Plank also had a notable career as a musician, playing keyboards and guitar on albums by Guru Guru, Cluster, and Os Mundi. He collaborated with Dieter Moebius on five Moebius & Plank studio albums recorded between 1979 and 1986. The Moebius & Plank sound foreshadowed techno and electronica and influenced many later musicians.

Contents

Style and influence

Plank and the bands he worked with in Germany had a strong influence on mainstream rock artists, some of whom were able to popularise aspects of his production technique and his highly distinctive sonic approach. In the 1980s the new generation of electronic pop bands were able to realise his ideas in performance as computerised electronic instruments became readily available.

Plank (who began his career as soundman for Marlene Dietrich) was an ardent believer in the possibilities of electronic music and a master of creating startling electronic soundscapes, but he was also adept at blending them with conventional sounds, or natural sounds given unconventional treatments, such as using large metal containers and other industrial objects as percussion instruments.

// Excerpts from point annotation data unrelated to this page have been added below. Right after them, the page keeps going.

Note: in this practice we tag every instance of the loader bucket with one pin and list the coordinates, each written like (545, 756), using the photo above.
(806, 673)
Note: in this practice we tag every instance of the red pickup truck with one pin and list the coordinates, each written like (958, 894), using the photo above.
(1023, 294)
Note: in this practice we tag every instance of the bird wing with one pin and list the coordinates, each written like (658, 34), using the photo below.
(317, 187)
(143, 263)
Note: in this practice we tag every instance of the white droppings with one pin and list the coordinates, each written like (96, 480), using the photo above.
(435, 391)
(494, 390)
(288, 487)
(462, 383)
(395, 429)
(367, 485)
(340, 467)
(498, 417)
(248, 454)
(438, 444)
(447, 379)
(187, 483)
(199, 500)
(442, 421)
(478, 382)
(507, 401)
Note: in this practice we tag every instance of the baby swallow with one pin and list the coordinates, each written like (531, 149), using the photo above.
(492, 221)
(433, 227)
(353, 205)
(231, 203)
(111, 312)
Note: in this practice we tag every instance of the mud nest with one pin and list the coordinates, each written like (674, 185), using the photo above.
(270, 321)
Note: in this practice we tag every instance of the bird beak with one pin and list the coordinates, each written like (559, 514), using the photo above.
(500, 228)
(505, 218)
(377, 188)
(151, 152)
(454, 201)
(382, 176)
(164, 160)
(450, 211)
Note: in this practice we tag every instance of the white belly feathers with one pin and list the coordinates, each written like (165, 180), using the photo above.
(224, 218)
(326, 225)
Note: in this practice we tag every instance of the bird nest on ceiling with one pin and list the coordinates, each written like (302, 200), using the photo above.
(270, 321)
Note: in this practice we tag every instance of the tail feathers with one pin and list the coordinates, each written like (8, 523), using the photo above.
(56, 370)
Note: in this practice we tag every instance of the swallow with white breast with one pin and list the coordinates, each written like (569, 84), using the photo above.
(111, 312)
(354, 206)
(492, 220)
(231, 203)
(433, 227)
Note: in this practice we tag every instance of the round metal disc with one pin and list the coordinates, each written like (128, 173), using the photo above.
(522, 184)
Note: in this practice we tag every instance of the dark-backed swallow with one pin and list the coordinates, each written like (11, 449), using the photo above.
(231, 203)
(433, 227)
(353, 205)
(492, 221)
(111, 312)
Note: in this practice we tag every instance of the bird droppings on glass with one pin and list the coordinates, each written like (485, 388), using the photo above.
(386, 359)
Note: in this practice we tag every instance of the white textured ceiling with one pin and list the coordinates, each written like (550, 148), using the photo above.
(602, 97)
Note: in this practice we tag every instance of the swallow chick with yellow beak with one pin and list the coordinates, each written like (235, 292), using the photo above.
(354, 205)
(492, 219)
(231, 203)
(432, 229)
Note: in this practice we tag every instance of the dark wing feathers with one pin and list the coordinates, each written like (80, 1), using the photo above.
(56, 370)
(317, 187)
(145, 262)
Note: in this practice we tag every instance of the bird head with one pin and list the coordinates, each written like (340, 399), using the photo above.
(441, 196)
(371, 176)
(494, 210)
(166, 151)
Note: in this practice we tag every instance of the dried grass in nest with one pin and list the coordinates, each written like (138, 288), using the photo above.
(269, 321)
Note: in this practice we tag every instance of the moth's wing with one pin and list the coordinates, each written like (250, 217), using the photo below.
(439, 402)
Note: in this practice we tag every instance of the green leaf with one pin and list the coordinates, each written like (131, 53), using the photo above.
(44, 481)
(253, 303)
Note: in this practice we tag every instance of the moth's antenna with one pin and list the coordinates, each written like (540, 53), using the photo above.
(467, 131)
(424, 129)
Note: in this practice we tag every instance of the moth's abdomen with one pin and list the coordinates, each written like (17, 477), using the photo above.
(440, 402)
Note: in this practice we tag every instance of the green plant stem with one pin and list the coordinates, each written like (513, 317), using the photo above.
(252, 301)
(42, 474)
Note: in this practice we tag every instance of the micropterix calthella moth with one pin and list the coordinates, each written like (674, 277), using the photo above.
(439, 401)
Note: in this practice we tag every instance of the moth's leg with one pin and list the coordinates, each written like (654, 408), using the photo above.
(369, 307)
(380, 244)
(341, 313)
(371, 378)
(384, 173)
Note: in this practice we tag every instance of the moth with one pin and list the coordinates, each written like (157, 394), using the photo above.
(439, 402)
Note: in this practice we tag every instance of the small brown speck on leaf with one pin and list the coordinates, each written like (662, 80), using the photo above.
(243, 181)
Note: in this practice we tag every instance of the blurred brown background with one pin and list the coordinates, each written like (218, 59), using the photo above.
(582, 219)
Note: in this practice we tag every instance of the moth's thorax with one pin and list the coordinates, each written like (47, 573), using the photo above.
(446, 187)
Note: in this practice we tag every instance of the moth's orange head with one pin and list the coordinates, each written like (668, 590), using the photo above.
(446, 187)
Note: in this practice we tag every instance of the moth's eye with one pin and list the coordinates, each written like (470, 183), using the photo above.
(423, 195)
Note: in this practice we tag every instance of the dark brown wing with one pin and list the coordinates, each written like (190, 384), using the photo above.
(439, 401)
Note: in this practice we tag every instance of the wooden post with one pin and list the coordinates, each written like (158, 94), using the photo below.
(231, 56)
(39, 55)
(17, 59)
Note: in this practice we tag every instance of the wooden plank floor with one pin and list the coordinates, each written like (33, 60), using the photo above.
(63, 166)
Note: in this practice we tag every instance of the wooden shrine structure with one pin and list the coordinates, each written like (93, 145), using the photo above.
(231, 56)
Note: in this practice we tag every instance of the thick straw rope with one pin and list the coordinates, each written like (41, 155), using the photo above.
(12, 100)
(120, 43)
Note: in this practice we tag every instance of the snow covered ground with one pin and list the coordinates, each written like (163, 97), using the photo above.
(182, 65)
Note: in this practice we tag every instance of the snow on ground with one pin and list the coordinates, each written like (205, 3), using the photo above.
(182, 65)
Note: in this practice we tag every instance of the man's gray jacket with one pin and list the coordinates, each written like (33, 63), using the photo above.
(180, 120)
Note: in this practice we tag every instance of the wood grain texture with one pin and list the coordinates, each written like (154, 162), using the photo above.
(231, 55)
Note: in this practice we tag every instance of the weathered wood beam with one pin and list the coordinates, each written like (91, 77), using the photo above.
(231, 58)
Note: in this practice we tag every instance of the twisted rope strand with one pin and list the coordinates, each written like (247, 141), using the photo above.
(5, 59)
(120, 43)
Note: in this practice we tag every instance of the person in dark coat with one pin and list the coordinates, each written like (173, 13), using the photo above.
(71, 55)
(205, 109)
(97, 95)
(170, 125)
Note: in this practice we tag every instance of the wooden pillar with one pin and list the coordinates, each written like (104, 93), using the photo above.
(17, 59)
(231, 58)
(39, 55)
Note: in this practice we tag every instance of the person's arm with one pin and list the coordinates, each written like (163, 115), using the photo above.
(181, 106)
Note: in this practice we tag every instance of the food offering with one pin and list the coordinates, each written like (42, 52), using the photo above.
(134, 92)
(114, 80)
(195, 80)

He was one of the first European producers to fully exploit the possibilities of using multi-track recording facilities to create dramatic production effects and treatments that acted as musical and rhetorical elements in their own right, rather than mere gimmicks. He favoured sometimes harsh-sounding effects and contrasting audio spaces for each element in the mix. His best work stands in stark opposition to the smooth, 'evened-out' sound that predominated in most commercial pop and rock at that time.

Plank used radical combinations of echo, reverberation and other electronic, mixing, equalisation, editing and tape-based effects to create mixes in which every element might be given its own highly individual sound environment, and in which each of these elements might alter radically in sound several times over the course of a track. In this he was undoubtedly influenced by the work of Jamaican pioneers like Lee 'Scratch' Perry but he was certainly one of the first European producers to adopt key stylistic innovations sourced from these reggae and dub production techniques.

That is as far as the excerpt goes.